It’s strange to think that the ad comes four years after Carter’s loss
in the election of 1980, a fact which does not go unobserved by the
Reagan campaign. The clip closes with the quiet smugness of a gloating
winner, “Why would we ever want to return to where we were just four
short years ago?”
The challenges the country faced thirty years ago certainly put my
political disillusionment into perspective. You can go back to the
Carter presidency for a truly impressive laundry list of political
failures. It was not morning in America in 1980. If anything, the sun
was setting…
According to Nate Silver at the
New York Times, “It would be hard to
overstate what a disaster the economy looked like at this point in
1980. In many ways, it seemed to be melting down as badly as the
economy was in September and October 2008 when the magnitude of the
financial crisis was becoming clear.” But it wasn’t just economy—the
United States was still locked in a Cold War with our greatest,
nuclear-armed foe. The country was suffering huge inflation as a
result of the oil crisis, and the dramatic and humiliating Iranian
hostage crisis had been dragging on for months.
Peeking into America’s past prompts questions about the uniqueness of
millennial disillusionment. Is the conversation we are having today about
the brokenness of the American political system unique to 2012? Or are
these the same observations we make every time the nation is in
crisis, every time it isn’t morning in America?

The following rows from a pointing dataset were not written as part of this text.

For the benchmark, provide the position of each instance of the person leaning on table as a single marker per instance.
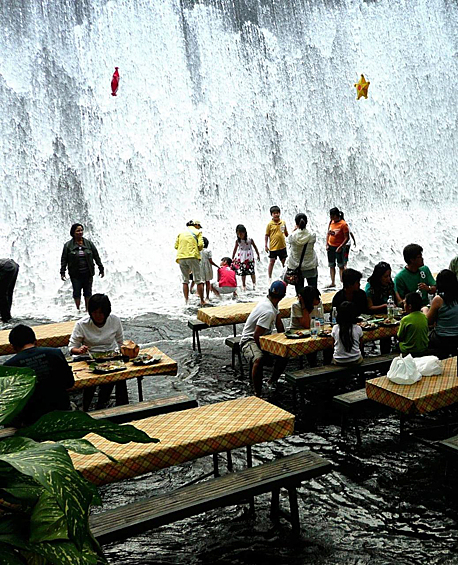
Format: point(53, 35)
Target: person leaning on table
point(260, 322)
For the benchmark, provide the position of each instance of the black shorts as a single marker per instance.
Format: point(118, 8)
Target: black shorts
point(281, 254)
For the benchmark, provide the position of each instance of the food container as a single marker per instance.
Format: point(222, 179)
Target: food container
point(130, 349)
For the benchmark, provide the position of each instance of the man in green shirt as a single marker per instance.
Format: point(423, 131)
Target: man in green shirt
point(414, 276)
point(413, 329)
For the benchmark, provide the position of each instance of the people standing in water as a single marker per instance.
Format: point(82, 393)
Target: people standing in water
point(9, 270)
point(79, 255)
point(243, 256)
point(189, 244)
point(300, 238)
point(336, 240)
point(275, 242)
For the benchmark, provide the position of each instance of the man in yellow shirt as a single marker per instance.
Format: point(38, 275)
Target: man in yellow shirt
point(188, 245)
point(276, 234)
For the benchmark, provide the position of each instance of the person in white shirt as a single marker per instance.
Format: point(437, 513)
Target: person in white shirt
point(98, 332)
point(261, 322)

The point is not to belittle the legitimate observations about the
shortcomings of American government made by my peers. I share their
fear and frustration about America’s future. The 2012 campaign in
particular has left me dismayed at what can only be characterized as
summer of partisan sound bites. We have sacrificed meaningful debate
to parse a few choice phrases: Romney’s London Olympics gaffe, Mrs.
Romney’s flippant characterization of the media as “you people”, and
Obama’s over-examined “you didn’t build that” comment. It’s made a
mockery of both candidates and marred whatever sanity remained in the
presidency. That’s tragic.
But I wonder if we need to remind ourselves that we’re not so
exceptional, that our exasperation looks not so different from the
young people who lost faith in the presidency after Watergate and
again after the disappointment of the Carter years. Go back further to
the Johnson administration. Millennial political exasperation almost
seems laughable when compared to the outpouring of anger and rejection
on college campuses across the country over American policy in
Vietnam.
Those young people, the “millennials” of their own era, also believed
themselves determinedly different and uniquely disappointed by their
government. But as they came of age, they lost some of their fire.

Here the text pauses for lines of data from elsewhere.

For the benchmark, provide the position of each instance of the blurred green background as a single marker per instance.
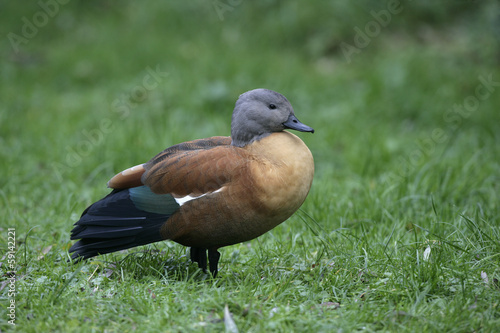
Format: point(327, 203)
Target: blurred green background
point(404, 97)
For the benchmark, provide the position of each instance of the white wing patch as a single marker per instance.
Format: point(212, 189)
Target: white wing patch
point(181, 201)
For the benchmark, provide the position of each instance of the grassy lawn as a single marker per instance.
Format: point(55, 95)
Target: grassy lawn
point(401, 229)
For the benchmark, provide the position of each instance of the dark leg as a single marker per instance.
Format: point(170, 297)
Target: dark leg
point(199, 255)
point(213, 260)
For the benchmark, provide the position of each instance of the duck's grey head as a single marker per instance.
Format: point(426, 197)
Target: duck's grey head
point(260, 112)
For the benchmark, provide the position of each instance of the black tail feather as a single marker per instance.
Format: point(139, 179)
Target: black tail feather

They transitioned into adulthood and took on the habits and desires of
the very people they had scorned just years before. Why will
millennials be any different?
For an extra dose of cynicism, I think back to the Reagan campaign
clip. The ad makes bold political claims focusing on the domestic
economy alone. Americans under Reagan are “prouder and stronger and
better,” but only on the basis of job growth, interest rates, and
homeownership statistics. This overtly suggests that national
prosperity is measured in solely monetary terms, and that you can draw
a direct link between economic success and national pride.
Will we, like the electorate of 1984, be won over by the promise of
economic prosperity, believing that “Morning in America” is totally
monetary? Will we, like the young people of generations before us, see
our political frustration and activism fade as we approach middle age
and achieve financial security? This question of millennial
exceptionalism is at the very heart of
our symposium. I side with the
patterns of history, believing that growing up in this century will
resonate strongly with the past.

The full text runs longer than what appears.